Dedos Magullados en niños y como Tratarlo

Dedos MagulladosParece que los niños casi siempre se están magullando los dedos con las portezuelas de los automóviles, los cajones de un escritorio, los martillos o las pelotas de béisbol.

Las magulladuras que afectan únicamente la punta del dedo (denominada falangeta) y no producen una herida importante, rara vez necesitan la atención de un médico.

Un problema doloroso que los padres pueden arreglar fácilmente es la acumulación de sangre debajo de una uña (hematoma subungueal). El método se describe más adelante bajo el rubro de tratamiento casero.

Las fracturas de este segmento distal de los dedos no se tratan, a menos que afecten la articulación. Muchos médicos opinan que es improcedente entablillar un dedo, incluso cuando hay fractura. Si bien la férula disminuye el dolor, puede también aumentar la rigidez de la articulación después de consolidada la fractura.

Sin embargo, si no se entablilla el dedo, el dolor puede persistir más tiempo. De cualquier manera, conviene discutir con el médico las ventajas y las desventajas de las férulas.

Si la magulladura afecta otras partes del dedo y el niño puede moverlo con facilidad, entonces está indicado el tratamiento casero, que consiste en una compresa con hielo, para disminuir la hinchazón, y aspirina o acetametofén, para mitigar el dolor.

Las uñas a menudo quedan dislocadas en estas lesiones. No hace falta extirpar la uña entera; la parte que este desprendida debe cortarse, para evitar que se enganche en cualquier objeto, lo que produce dolor. La renovación completa de una uña requiere de4 a6 semanas.

Tratamiento casero

Cuando la cantidad de sangre acumulada debajo de la uña es considerable y produce dolor, es fácil resolver el problema. Basta utilizar un alambre recto, por ejemplo, el que se forma al enderezar un clip. Se sujeta el alambre de un extremo con unas pinzas, y el otro extremo, que se ha calentado al fuego, se aplica a la uña para perforarla.

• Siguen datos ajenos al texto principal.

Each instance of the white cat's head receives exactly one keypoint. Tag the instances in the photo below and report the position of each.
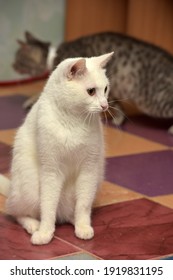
(82, 84)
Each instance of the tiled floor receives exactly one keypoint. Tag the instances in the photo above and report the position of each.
(133, 211)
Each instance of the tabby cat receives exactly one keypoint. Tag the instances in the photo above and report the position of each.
(140, 72)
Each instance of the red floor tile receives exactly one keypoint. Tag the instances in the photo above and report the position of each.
(15, 244)
(139, 229)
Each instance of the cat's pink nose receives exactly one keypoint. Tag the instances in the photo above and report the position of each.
(104, 107)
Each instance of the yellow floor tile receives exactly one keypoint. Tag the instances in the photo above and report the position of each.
(166, 200)
(111, 193)
(7, 136)
(120, 143)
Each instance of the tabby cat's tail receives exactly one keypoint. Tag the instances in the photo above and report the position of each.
(4, 185)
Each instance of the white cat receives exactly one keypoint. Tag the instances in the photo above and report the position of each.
(58, 155)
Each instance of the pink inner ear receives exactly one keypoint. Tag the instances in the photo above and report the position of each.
(74, 69)
(78, 69)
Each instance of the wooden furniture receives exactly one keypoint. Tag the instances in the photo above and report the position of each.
(150, 20)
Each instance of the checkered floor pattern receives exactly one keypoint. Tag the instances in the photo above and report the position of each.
(133, 211)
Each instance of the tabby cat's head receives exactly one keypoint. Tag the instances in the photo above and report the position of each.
(31, 57)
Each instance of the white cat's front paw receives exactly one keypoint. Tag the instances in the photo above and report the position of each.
(41, 237)
(84, 232)
(32, 226)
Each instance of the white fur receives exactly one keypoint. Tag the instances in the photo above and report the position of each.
(58, 155)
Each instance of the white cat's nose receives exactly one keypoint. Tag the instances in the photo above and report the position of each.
(104, 107)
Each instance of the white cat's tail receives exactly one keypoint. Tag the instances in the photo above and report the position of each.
(4, 185)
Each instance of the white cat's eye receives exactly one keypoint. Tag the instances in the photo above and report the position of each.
(91, 91)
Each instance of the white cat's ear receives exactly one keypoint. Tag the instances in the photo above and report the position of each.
(77, 69)
(104, 59)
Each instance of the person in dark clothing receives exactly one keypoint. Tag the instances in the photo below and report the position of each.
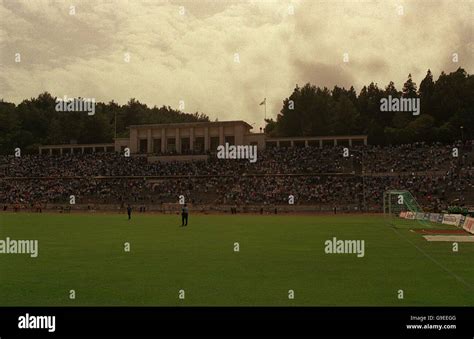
(184, 215)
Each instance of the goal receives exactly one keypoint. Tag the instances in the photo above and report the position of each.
(397, 201)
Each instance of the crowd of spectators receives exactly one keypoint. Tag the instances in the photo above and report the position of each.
(311, 175)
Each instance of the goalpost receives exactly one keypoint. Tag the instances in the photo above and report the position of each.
(397, 201)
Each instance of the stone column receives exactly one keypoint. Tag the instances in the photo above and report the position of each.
(163, 140)
(206, 139)
(149, 140)
(221, 135)
(177, 140)
(191, 138)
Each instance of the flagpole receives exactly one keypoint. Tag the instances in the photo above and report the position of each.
(265, 109)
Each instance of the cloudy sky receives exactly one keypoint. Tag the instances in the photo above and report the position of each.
(223, 57)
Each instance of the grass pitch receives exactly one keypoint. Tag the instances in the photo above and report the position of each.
(278, 253)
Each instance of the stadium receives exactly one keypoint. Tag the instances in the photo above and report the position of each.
(258, 231)
(272, 167)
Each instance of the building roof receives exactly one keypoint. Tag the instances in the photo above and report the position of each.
(195, 124)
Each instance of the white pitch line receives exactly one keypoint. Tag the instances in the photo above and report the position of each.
(454, 275)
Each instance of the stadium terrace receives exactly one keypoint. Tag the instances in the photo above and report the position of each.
(191, 141)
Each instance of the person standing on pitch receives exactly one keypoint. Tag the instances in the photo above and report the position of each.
(184, 215)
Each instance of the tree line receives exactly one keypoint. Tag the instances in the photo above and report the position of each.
(36, 122)
(446, 111)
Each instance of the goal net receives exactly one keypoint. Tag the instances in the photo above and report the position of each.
(396, 203)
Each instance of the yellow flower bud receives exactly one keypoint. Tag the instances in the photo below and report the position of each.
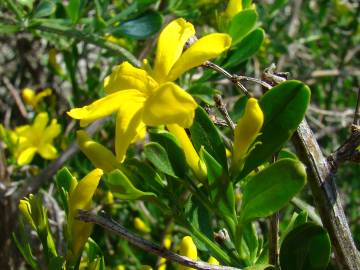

La mano que sostiene las pinzas debe mantenerse firme con ayuda de la otra, para que el alambre, bien caliente, atraviese sólo la uña, sin llegar al dedo. La sangre acumulada bajo la uña puede entonces brotar a través del orificio; esto reduce la presión subungueal y mitiga el dolor.

Si se cierra el orificio y se vuelve a acumular la sangre, se puede repetir el procedimiento en el mismo punto.